Offering insight into the early days of soldier life, Richard chronicles his enlistment, the months he spent waiting on the home front for induction, and his training at vari-ous sites in the American West. He gives compelling accounts of his bombing missions and vividly relives his parachute escape from his doomed plane and his subsequent seizure.

Richard relates the path that most German-held POWs, or kriegies, took after capture: from the front lines to solitary confinement and interrogation at Dulag Luft, through a long and uncertain journey through Germany, to the final destination—for Richard, Stalag Luft 1, near Barth on the Baltic coast. Richard gives a superb description of camp life, detailing the monotonous daily roll calls, the bribing of guards, the endless efforts to undermine camp rules, the interbarracks softball games, the attempts to escape.

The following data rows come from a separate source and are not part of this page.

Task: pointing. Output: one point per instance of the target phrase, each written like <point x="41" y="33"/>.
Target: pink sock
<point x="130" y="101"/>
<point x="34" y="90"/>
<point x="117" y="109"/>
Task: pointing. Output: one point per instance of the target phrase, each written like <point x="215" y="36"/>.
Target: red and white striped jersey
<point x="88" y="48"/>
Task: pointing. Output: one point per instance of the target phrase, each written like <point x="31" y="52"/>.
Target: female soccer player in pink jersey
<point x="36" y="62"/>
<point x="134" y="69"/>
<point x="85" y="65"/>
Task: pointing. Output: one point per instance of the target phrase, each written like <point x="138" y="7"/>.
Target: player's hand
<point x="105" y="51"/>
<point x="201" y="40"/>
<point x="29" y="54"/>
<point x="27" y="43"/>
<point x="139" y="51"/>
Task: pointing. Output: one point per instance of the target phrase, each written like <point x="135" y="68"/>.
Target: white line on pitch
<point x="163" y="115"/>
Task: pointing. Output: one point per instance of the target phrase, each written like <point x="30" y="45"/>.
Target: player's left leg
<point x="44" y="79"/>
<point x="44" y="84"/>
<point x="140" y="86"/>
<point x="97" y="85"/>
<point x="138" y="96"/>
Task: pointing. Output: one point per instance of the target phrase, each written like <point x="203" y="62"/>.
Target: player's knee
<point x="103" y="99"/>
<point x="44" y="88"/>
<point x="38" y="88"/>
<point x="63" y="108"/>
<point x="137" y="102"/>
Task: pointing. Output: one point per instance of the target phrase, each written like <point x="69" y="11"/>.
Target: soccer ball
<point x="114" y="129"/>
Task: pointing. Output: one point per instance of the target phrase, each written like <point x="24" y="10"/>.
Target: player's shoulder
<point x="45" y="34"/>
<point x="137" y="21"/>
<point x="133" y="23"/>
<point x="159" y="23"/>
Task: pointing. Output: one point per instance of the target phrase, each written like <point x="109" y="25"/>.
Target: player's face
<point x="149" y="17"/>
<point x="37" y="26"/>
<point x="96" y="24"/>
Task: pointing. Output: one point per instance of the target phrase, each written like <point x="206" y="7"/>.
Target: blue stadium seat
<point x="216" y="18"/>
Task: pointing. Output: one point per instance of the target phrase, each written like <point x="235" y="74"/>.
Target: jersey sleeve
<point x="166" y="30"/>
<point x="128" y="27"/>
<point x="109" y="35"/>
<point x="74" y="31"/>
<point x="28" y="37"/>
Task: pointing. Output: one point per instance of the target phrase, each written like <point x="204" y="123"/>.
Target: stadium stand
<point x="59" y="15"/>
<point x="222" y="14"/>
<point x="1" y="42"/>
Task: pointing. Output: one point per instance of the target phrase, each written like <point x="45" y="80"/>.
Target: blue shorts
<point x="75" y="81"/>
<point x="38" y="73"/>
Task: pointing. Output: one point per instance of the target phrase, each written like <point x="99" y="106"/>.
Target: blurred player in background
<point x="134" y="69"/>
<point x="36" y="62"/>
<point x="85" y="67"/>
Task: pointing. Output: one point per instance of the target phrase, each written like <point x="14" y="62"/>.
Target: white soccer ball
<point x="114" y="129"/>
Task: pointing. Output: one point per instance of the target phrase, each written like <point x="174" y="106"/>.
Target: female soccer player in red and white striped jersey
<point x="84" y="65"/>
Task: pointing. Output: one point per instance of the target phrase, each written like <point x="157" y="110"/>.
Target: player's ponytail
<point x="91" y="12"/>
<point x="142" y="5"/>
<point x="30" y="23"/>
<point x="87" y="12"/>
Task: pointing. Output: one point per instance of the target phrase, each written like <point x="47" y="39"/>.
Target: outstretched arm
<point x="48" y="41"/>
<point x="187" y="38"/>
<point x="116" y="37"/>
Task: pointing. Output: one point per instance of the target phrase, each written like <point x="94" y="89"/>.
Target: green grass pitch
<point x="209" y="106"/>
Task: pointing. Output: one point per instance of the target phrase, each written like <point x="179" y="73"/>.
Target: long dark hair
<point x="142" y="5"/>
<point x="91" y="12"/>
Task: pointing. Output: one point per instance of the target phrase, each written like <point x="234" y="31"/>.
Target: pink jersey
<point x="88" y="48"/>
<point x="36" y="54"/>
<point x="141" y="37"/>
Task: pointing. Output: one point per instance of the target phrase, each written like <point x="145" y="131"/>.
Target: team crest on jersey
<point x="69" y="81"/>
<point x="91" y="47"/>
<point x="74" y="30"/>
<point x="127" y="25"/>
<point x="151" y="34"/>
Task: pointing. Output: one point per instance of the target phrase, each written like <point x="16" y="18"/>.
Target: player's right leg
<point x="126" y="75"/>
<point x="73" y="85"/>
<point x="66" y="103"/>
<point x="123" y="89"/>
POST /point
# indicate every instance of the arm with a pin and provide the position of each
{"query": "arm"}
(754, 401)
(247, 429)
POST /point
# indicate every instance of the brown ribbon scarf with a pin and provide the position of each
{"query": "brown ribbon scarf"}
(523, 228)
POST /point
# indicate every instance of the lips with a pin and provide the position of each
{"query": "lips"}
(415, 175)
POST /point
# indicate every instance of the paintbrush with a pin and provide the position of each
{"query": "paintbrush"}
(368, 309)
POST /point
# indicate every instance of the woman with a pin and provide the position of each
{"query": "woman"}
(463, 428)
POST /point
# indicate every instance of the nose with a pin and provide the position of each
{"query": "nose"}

As Richard shows, despite the prisoners’ primitive existence behind barbed wire, they formed an infrastructure that was quite complex. The captives created their own community, complete with families (of bunk mates), sports teams, orchestras, a theater group, and an underground newspaper—the “POW WOW”—which kept the prisoners better informed than even their captors. Cigarettes, the medium of exchange, dictated prices for everything from chocolate to wristwatches.

Although his internment was relatively benign compared to that of Eastern Europeans and Russians, Richard’s stay in Stalag Luft 1 was not without hardship. Prisoners were shot for venturing too close to “no man’s land,” Jewish POWs were sent to segregated barracks uncertain of their future, and famine swept the camp in early 1945 when the Germans cut off Red Cross packages. Even the end of the war and the camp’s liberation renewed anxiety among the prisoners as a breakdown in German authority left them unsure of their fate.

Throughout his story, Richard honors the friends who made his confinement bearable and never forgets that he was one of the lucky ones. He did not have the chance to distinguish himself in battle, and yet, as this touching memoir illustrates, Oscar Richard—like all kriegies—is a hero nonetheless.

Oscar G. Richard III is the retired director of public relations at Louisiana State University. He and his wife, Billie, live in Baton Rouge.